Wednesday Oct 15 2008
Okay, so I joined the masses of the maritally joined on the 3rd Oct, the Wedding itself went really well actually, surprisingly well – usually, there will be something that goes wrong. Not on that day though 🙂 Before you go harping on about having a positive outlook on life, consider that having such a sceptical approach to things allows you to be pleasantly surprised when things go well, rather than unpleasantly disappointed when things didn’t go as well as you’d hoped.
So, having been married almost 2 weeks now I can tell you nothing changed – hehe life carries on as it did before we were married, very much as expected really – he and I had been living together for a year and had no arguments or serious troubles at all.
Some people asked if I was excited before the day, well I wasn’t really. It was one of those situations where you don’t know what to feel/expect or think. I knew inside we’d be fine, marriage was just the final tying of the knot, kind of like putting the last piece of our jigsaw in the middle. The picture as a whole was largely there and recognised as the final stage, that last piece just confirmed it.

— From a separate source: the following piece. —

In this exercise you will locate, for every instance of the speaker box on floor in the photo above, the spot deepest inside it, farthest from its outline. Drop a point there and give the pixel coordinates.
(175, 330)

So is it a Blessing, or a Curse? Well – to be honest it’s early days 🙂 I can’t tell you it’s the greatest thing since fire and a cooked meal nor can I tell you it’s the worst thing since the meteor that wiped out the Dinosaurs. All I can tell you, is that the trust between James and I is stronger than it ever was before, we both know we’re now married and have a true and unyielding commitment to each other. That, in itself, eases some of the points where our relationship seemed a little strained – I talk more of James in this respect, he’s never been one to solidly plant his feet until he knows exactly where to plant them and that it would be safe. His overprotection of his feelings often led to my feeling cold, but never unloved.
That’s not exactly the clearest explanation, but certainly the one that best describes some of the situations we were in before. Now that we’re married – that aspect seems to have all but eroded away.